Fusion
could possibly want with Emma. And while I didn’t consider myself someone who readily stereotyped, these two were a couple of Inheritors if I’d ever seen some. A million and a half thoughts, conclusions, and guesses started running rampant in my head, but I stifled them all.
    First things first, I needed to make sure Emma had made it safely back to her dorm and a third thug wasn’t laying in wait for her. That thought got me moving, fast. Maybe a little too fast, because just as I rounded the corner of her dorm, I barely had time to come to a screeching halt before I ran at blurring speed into someone.
    A certain someone I really didn’t need to see me right now. And a certain someone who I was really glad did see me right now when her eyes amplified at the same time a smile burst like a stick of dynamite.
    But once her senses caught up with her, that smile faded, and something else replaced the exhilaration that had just lit up her face. Something distinctive, something important‌—‌so, of course, I had no clue what it was.
    I wanted to wrap every last inch of my arms around her, I wanted to whisper a trio of words into her ear over and over again, I wanted to kiss her senseless, I wanted to toss her over my shoulders and get the hell out of here until I found the closest vacant island to claim for our own. I wanted it all so badly I was an aching ball of damn emotion.
    So I went with, “You need to get back to your dorm.”
    She took a step back, like now she was certain I wasn’t just a mirage.
    She didn’t move any more than that one step though.
    “Now,” I whispered.
    Her eyes trailed down, for a moment or for an hour, I didn’t know. I didn’t stay long enough to find out.

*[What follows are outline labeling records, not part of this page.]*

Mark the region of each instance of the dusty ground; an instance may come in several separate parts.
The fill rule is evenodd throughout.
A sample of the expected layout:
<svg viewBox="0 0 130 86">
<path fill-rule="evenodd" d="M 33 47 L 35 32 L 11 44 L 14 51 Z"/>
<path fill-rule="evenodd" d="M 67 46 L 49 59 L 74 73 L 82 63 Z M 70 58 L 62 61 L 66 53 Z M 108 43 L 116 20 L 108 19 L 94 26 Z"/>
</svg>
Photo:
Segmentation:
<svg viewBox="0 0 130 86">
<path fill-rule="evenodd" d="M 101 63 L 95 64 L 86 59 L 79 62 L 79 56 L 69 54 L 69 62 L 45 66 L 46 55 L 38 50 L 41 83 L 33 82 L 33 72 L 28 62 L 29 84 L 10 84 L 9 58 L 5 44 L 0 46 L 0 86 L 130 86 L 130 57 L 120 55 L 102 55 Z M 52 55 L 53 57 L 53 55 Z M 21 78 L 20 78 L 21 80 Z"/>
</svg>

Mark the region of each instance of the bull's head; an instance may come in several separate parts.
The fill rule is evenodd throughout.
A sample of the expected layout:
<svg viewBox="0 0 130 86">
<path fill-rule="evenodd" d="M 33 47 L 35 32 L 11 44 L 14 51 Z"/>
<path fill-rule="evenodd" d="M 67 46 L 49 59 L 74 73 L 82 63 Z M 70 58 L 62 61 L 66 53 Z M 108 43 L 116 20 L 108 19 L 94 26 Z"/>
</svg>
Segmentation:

    It was the most painful teleportation I’d made to date. The only one that made me wish I’d never been given such a gift.
    “What dumbass Scarlett brother was on Emma duty tonight?” I shouted an instant later, driving my palm into the living room wall of Joseph and Cora’s place.
    Joseph shrugged, unphased. My sudden outbursts, just like my appearances, were something that could be depended on like the rising and setting of the sun. “Austin,” he answered, inspecting and cleaning the items in his doctor bag. “What’s got your boxers in a twist?”
    Smoke could have just billowed from my nostrils. When I’d assigned, without a loophole to veto, Joseph to scheduling Emma’s four brothers to ensure one of them was with her round the clock, I’d expected him to take his duty as seriously as he would if it was Cora’s life that depended on it.
    “What’s got my boxers in a twist, brother,” I spat back, giving him every degree of a terse look I could muster, “is Emma was about to become victim to whatever the hell two Immortals on steroids wanted to do with her tonight.” Not that any one Scarlett brother, or all four combined, could have taken on two Immortals, but that was beside the point.
    The stethoscope in Joseph’s hands fell into the bag with a thud.
    “Had I not been there to show them messing with another man’s woman comes with a meet and greet with the death penalty, I don’t even want to imagine what could have happened.” I rammed my palm into the wall again, just hard enough it would feel cathartic without punching a hole in the drywall.
    “Who were they?” Joseph asked, setting the black bag aside.
    “Other than Inheritors, I don’t know,” I said, trying to add, subtract, multiply, and divide the possible reasons a couple of dudes on the evil side of Immortality would be following Emma. My equations didn’t wield any answers.
    “How do you know they were Inheritors?”
    Joseph and his giving the other guy the benefit of the doubt, innocent until proven guilty mumbo-jumbo was not going to fly with my mood tonight.
    “Because I know,” I enunciated, giving him a don’t-challenge-me look.
    He was familiar with that look and went with it.